This means that the DPDPA creates a consent-centric regime for personal data processing. Notably, it does not recognise other alternative legal bases to consent for processing personal data, such as contractual necessity and legitimate interests, that are  provided under other leading data protection laws internationally, such as the General Data Protection Regulation (GDPR) in the EU and Brazil’s Lei Geral de Proteção de Dados (LGPD). Previous work by FPF has identified challenges – for both organizations and individuals – in relying on consent as the primary basis for processing, especially in ensuring that it is provided meaningfully.  In the context of AI development, FPF’s report on generative AI governance frameworks in the APAC region highlights the challenges of relying on consent for web crawling and scraping (however, this may not be an issue under the DPDPA for publicly available data – see point 2 below). Specifically, without an established legal relationship with the individuals whose data is scraped, it is practically impossible to identify and contact them to obtain their consent.

Certain sector-specific AI applications and generative AI systems that require curated personal data to develop AI models will need to be trained on personal data that is not publicly available. In such a context, data fiduciaries  (i.e., “data controllers” or entities that determine the purposes and means of processing personal data) will likely need to rely on consent as the primary ground for processing personal data. As per the DPDPA, data fiduciaries — in this case, AI developers or deployers — must ensure that consent is accompanied by a notice clearly outlining the personal data being sought, the purpose of processing, and the rights available to the data principal.
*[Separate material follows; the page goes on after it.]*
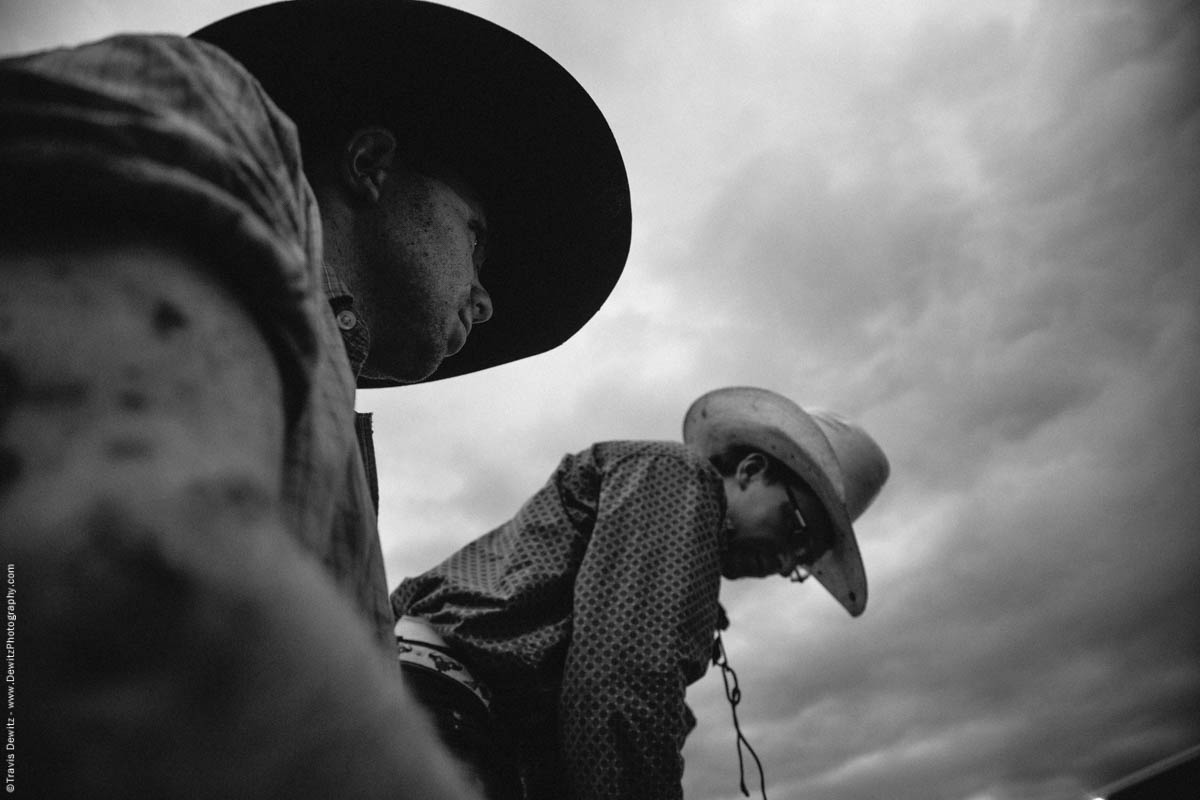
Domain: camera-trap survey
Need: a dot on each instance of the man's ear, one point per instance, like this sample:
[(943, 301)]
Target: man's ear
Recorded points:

Furthermore, for personal data collected before the enactment of the DPDPA, data fiduciaries are required to provide notice informing the “data principal” (i.e., data subject, or the person whose personal data are collected or otherwise processed).

2. Exemptions for publicly available data could facilitate training AI models on scraped data, but require caution 

A significant provision under the DPDPA is the exclusion of publicly available data entirely from the scope of regulation. According to Section 3(c)(ii) of the DPDPA, the DPDPA does not apply to data that is made publicly available by the “data principal” or any other person legally obligated to make the data publicly available. 
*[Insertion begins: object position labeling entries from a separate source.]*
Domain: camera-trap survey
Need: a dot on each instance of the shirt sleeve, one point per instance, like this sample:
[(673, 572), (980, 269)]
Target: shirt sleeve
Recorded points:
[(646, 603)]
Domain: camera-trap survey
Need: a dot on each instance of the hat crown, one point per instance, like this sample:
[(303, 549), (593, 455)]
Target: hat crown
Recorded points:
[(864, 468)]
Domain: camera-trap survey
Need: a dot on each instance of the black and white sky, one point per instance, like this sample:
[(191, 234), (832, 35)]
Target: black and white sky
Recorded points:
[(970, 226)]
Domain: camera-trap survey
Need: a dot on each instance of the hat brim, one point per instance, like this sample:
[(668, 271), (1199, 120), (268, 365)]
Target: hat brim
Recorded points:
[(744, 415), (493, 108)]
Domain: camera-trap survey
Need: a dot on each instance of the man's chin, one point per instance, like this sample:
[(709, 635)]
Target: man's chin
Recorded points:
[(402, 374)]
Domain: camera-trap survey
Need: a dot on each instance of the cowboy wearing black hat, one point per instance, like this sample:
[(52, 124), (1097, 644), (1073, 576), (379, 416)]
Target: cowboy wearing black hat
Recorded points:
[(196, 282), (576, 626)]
This blanket exemption goes further than similar provisions in other data protection laws, which, for instance, only exempt organizations from the obligation to obtain individuals’ consent for processing of their personal data, if the data is publicly available. This is the case in Singapore, where Section 13 of the Personal Data Protection Act (PDPA), read with the Act’s First Schedule, exempts organizations from the requirement to obtain consent to process personal data, if the data is publicly available. However, unlike the DPDPA, data protection obligations under PDPA continue to apply even when processing publicly available data. 
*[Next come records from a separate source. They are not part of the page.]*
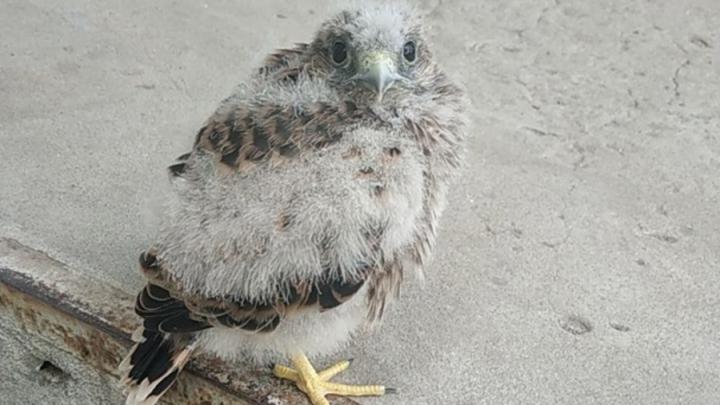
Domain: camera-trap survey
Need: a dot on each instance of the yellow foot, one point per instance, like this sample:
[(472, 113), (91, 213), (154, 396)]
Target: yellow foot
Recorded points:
[(316, 385)]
Similarly, Article 13 of China’s Personal Information Protection Law (PIPL), which, broadly, specifies the grounds for processing personal data, allows the processing of personal data without consent if the data has been disclosed by the individual concerned or has been lawfully disclosed. Such processing must be within reasonable scope and must balance the rights and interests of the individual and the larger public interest.

In Canada, the relevant exemption under the Personal Information Protection and Electronic Documents Act (PIPEDA) only applies to the processing of publicly available information in the circumstances mentioned in the Regulations Specifying Publicly Available Information, SOR/2001-7 (13 December, 2000). The Canadian data protection regulator provides guidance on the interpretation of what could be considered as publicly available.

Of note, the EU’s GDPR does not include any exemptions or even tailored rules applying to publicly available personal data. This is because the whole regulation applies equally to all personal data, including the provisions related to lawful grounds for processing. For instance, with regard to giving notice to data subjects, the GDPR even has a dedicated article that requires notice to be given when personal data was not collected directly from data subjects (Article 14). However, this obligation has an exception where “the provision of such information proves impossible or would involve a disproportionate effort, in particular for processing for archiving purposes in the public interest, scientific or historical research purposes or statistical purposes”. There is currently an ongoing debate among European regulators on whether processing publicly available personal data particularly under the guise of scraping can be done lawfully without the consent of individuals under the GDPR, with no clear answer yet.2 

Globally, the scraping of webpages has come under increased regulatory scrutiny. In August 2023, members of the Global Privacy Assembly’s International Enforcement Cooperation Working Group issued a joint statement urging social media companies and other websites to guard against unlawful scraping of personal information from web pages. In May 2024, the European Union Data Protection Board’s ChatGPT Taskforce, in its report, noted that the automated collection and extraction of certain information from webpages might contain personal data, including sensitive categories of personal data, which could “carry peculiar risks for the fundamental rights and freedoms” of individuals.  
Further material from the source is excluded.